Scientists took snapshots of the crystal structure of perovskite nanocrystals

Picosecond-​resolution snapshots of the crystal lattice of perovskite nanocrystals.


If it were possible to observe the movements of atoms and electrons within materials in real-time, many scientific and technical challenges could be quickly addressed. Scientists have sought to comprehend their remarkable optical properties in the realm of halide perovskites, a mineral class widely utilized in technologies from solar cells to quantum applications.

A team led by Nuri Yazdani, Vanessa Wood at ETH Zurich, and Aaron Lindenberg at Stanford, along with colleagues at Empa in Dübendorf, has made notable advancements, studying atom motion within nanocrystals with a time resolution in the range of billionths of a second.

Scientists took snapshots of the crystal structure of perovskite nanocrystals as excited electrons deformed it. To their surprise, the deformation straightened out the skewed crystal structure rather than making it more disordered.

Yazdani said, “Halide perovskites are great for many optoelectronic applications. But it is puzzling how this class of materials can exhibit such outstanding optical and electronic properties.”
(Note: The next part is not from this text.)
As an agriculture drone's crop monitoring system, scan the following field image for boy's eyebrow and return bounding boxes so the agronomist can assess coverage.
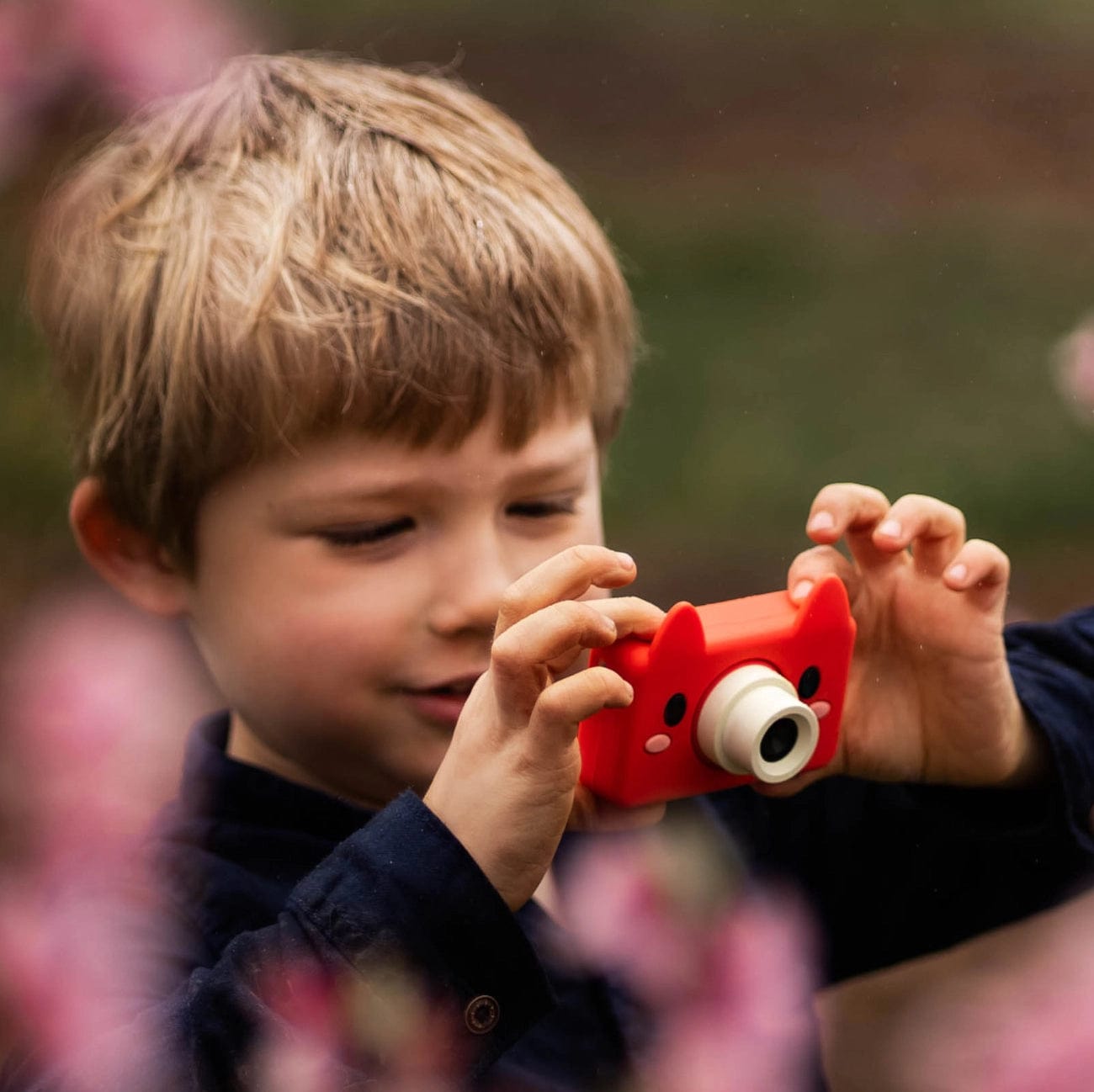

“We have known that when perovskites absorb light, excited electrons to higher energies couple strongly to phonons inside the material. Often, one can treat the average position of each atom inside a crystal as fixed, but that is no longer possible when an optical excitation of an electron leads to a large reorganization of the crystal lattice.”

Scientists were wondering: how do excited electrons in perovskites change the shape of the crystal lattice?

Scientists in this study peer inside a perovskite (formamidinium lead bromide) synthesized at Empa using an ultrafast electron diffraction beamline facility at the SLAC. The facility emits very short pulses of electrons that last only a hundred femtoseconds, or a millionth of a second.

After striking the roughly 10-nanometer-sized perovskite nanocrystals, these electrons diffract, and the electrons are gathered on a screen. Due to their quantum nature, electrons behave like waves. As a result, when they diffract from the atoms within the material, the electron waves may interfere constructively or destructively, depending on the atoms’ positions and the direction of diffraction. This is analogous to light passing through two slits. This method allows for measuring even minute changes in the crystal structure.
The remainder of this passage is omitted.